Primary culture of cellular subtypes from postnatal mouse for in vitro studies of oxygen glucose deprivation.

One of the most widely utilized in vitro models of ischemia or oxygen glucose deprivation (OGD) is the hippocampal organotypical culture (HOTC). The HOTC is used not only for the study of the mechanisms of cell death, but also has been the cornerstone of synaptic physiology. Although the intact nature of the HOTC is one of its primary advantages, some studies require a dissociated preparation in order to distinguish cell type specific responses. Typically, primary dissociated neuronal cultures are prepared from embryonic tissue. Since the HOTC is prepared from postnatal pups, we wanted to establish a primary culture of hippocampus from postnatal pups to parallel our studies in the HOTC preparation.
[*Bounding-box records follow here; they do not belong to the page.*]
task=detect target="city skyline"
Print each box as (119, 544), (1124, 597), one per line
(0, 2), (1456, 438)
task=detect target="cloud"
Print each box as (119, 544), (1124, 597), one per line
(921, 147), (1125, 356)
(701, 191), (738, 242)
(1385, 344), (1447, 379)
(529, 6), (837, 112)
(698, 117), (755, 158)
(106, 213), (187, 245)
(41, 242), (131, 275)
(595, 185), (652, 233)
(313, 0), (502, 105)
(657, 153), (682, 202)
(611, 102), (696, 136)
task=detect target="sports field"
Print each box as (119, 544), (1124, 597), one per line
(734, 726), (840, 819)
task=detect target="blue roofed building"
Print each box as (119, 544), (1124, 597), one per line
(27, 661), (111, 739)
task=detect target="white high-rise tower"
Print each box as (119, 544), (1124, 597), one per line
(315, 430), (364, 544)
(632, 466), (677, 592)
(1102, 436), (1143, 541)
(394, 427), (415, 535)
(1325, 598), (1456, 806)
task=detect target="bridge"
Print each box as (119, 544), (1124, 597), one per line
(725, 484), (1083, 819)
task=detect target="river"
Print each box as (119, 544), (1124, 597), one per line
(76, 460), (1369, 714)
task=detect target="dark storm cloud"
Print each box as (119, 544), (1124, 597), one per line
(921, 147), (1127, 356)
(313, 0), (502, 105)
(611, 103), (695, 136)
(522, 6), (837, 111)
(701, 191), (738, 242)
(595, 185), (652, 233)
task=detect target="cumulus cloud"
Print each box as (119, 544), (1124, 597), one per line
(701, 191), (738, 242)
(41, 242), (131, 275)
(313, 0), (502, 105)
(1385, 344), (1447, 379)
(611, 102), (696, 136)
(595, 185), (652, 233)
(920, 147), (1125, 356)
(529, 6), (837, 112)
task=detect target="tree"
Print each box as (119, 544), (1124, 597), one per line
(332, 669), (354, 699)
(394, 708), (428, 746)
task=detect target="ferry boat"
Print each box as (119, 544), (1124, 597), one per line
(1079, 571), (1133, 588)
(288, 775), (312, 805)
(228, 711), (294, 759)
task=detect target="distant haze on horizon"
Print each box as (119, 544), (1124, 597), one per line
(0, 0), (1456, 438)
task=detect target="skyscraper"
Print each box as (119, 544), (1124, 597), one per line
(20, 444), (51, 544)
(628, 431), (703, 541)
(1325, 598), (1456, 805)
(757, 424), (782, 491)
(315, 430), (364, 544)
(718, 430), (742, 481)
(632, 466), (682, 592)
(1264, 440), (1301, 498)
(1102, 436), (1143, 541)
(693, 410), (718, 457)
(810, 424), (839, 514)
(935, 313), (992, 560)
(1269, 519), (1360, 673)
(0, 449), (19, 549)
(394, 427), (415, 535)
Mixed cultures were prepared by enzymatic dissociation of hippocampus from 7-day-old mouse pups. These cultures responded to OGD with a time course of delayed cell death that was similar to that reported in HOTC. Dual label immunocytochemical staining revealed that neurons, but not astrocytes, were dying from apoptosis following OGD. To examine this vulnerability further, we also prepared neuronal enriched cultures by treating mixed cultures with cytosine-β-d-arabinofuranoside (CBA). These neuronal cultures appear to be even more sensitive to OGD. In addition, we have established primary astrocyte-enriched cultures from the same age pups to examine the vulnerability of astrocytes to OGD. These three culture preparations are useful for comparison of the responses of the two major cell types in the same culture, and the enriched cultures will allow biochemical, electrophysiological and molecular studies of homogenous cell populations.